BREXIT has increased support for Scottish independence, a new poll has revealed.

The massive survey of more than 2000 people was carried out for Progress Scotland, the pro-independence organisation set up by the SNP’s former depute leader Angus Robertson.

It revealed that 63% of undecided voters believe Brexit makes Scottish independence more likely, and 45% say that Brexit has changed their view on Scottish independence.

The poll also showed that voters are now more concerned about Scotland’s membership of the EU than the NHS or the future of the economy.

Of those polled, just 22% of voters said Europe was an “important issue” when they came to make their mind up in 2014.

More than half, 56% , of the undecided voters told the pollsters that they would be “more likely to vote for independence” if the UK crashes out of Europe with no deal.

But 49% said they were “waiting to see what impact Brexit has on” them personally “before deciding how I would vote in another independence referendum”.

Just 23% of those undecided believe leaving the EU will be “good for the Scottish economy in the long-term”.

And 66% said an independent Scotland should join the EU.

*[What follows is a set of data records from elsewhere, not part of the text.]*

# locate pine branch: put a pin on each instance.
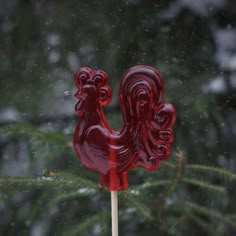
(53, 179)
(86, 224)
(81, 192)
(201, 223)
(209, 169)
(204, 185)
(137, 203)
(151, 184)
(210, 213)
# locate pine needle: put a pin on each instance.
(138, 204)
(210, 213)
(204, 185)
(86, 224)
(210, 169)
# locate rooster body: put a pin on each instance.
(146, 135)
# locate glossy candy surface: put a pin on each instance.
(145, 138)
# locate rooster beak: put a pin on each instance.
(77, 94)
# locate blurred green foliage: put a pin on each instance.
(42, 43)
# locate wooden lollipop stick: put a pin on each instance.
(114, 213)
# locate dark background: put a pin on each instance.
(42, 43)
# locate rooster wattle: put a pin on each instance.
(146, 134)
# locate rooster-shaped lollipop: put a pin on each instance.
(146, 135)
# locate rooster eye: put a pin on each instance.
(82, 76)
(100, 79)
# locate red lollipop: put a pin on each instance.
(145, 138)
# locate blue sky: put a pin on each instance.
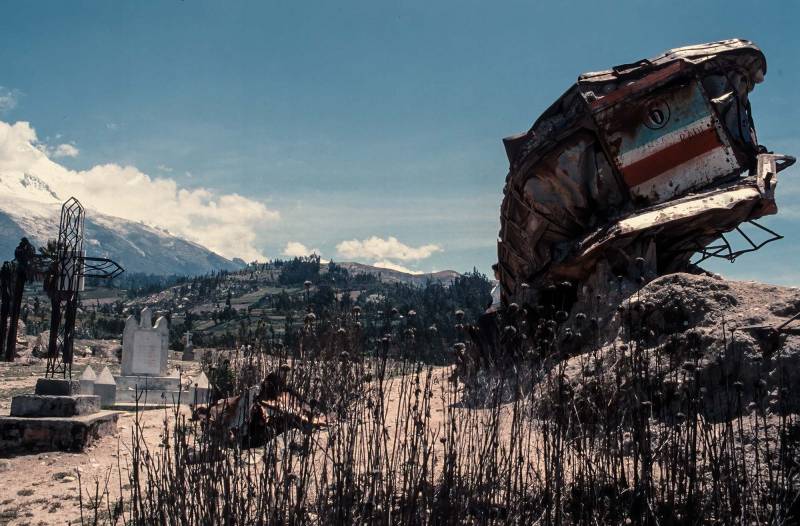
(360, 119)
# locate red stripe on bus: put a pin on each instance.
(645, 169)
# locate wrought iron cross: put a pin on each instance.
(63, 282)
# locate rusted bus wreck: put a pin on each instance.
(633, 171)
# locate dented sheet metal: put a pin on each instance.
(655, 159)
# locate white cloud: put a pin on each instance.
(64, 150)
(225, 223)
(377, 248)
(395, 266)
(294, 249)
(8, 99)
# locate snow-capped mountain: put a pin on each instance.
(30, 207)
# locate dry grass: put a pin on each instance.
(545, 439)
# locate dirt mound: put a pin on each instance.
(684, 340)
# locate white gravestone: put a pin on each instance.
(145, 347)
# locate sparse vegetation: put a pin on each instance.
(626, 434)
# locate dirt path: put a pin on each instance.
(43, 488)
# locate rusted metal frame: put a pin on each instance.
(64, 299)
(100, 268)
(515, 195)
(731, 255)
(6, 280)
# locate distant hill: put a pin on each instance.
(395, 276)
(28, 207)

Polling expert Mark Diffley, who designed the questions for the Progress Scotland poll said the results of the poll wasn’t too surprising.

He said: “Since June 2016, politics across the UK has been dominated by the issue of Brexit.

“It is therefore unsurprising that, on the day that the UK had been due to leave the EU, new polling highlights the pivotal role that the issue of EU membership and Brexit is likely to play in any future Scottish independence referendum.

“Progress Scotland’s new poll of more than 2000 people in Scotland makes for interesting reading in understanding how voters view the relationship between Brexit and independence.

“The importance of the EU as an issue which drives opinion on independence has doubled; 22% of voters put EU membership in the top two or three issues which determined their vote in 2014.

“Now, that figure is 43%, making it the single most important issue for voters in another referendum.

“The poll provides further evidence of how the issue of the EU might impact on voters who have no firm position on the independence question.

“The poll suggests that this cohort of ‘open-minded’ Scots has both strong views on the EU and is reassessing its views on independence in light of the Brexit debate.”

Robertson welcomed the findings, saying they illustrated “the significant impact that Brexit is having on the views of open-minded people towards Scottish independence”.

He added: “This is just the beginning of our work, which over time will allow us to better understand an ever growing number of people in Scotland who are open-minded towards independence.”

The datasets behind the polling, carried out by Survation were inadvertently and briefly posted online. They revealed that while 40% of Scottish voters supported remaining in the, just 24% were completely sure they wanted to leave the UK, but 56% of voters were still undecided and tempted by independence. 

Earlier this month a poll revealed that Scottish voters would rather have independence than either a no-deal Brexit or Theresa May’s Brexit deal.

The Panelbase survey, carried out for Wings Over Scotland, also indicated that Scots were more likely to back independence over remaining in the UK and accepting the sort of hard Brexit favoured by Jacob Rees-Mogg.

The poll showed support among Scottish voters for staying in the EU has skyrocketed to 66%, up from the 62% who backed remaining in 2016’s vote.

When given a straight choice between Scottish independence and a no-deal Brexit, voters chose independence 52% to 48%.

Then, when asked to pick between Scottish independence and May’s as-yet-to-be-agreed Brexit deal, voters plumped for independence 53% to 47%.

At a recent event at the University of Glasgow, Foreign Secretary Jeremy Hunt said May would, “of course”, say no to a request for new referendum.

Hunt, who is one of the favourites be the next Tory leader, said: “The answer of course will be ‘no’ for the very simple reason we think the Scottish Government should be focused on the concerns of Scottish voters – which is not to have another very divisive independence referendum.”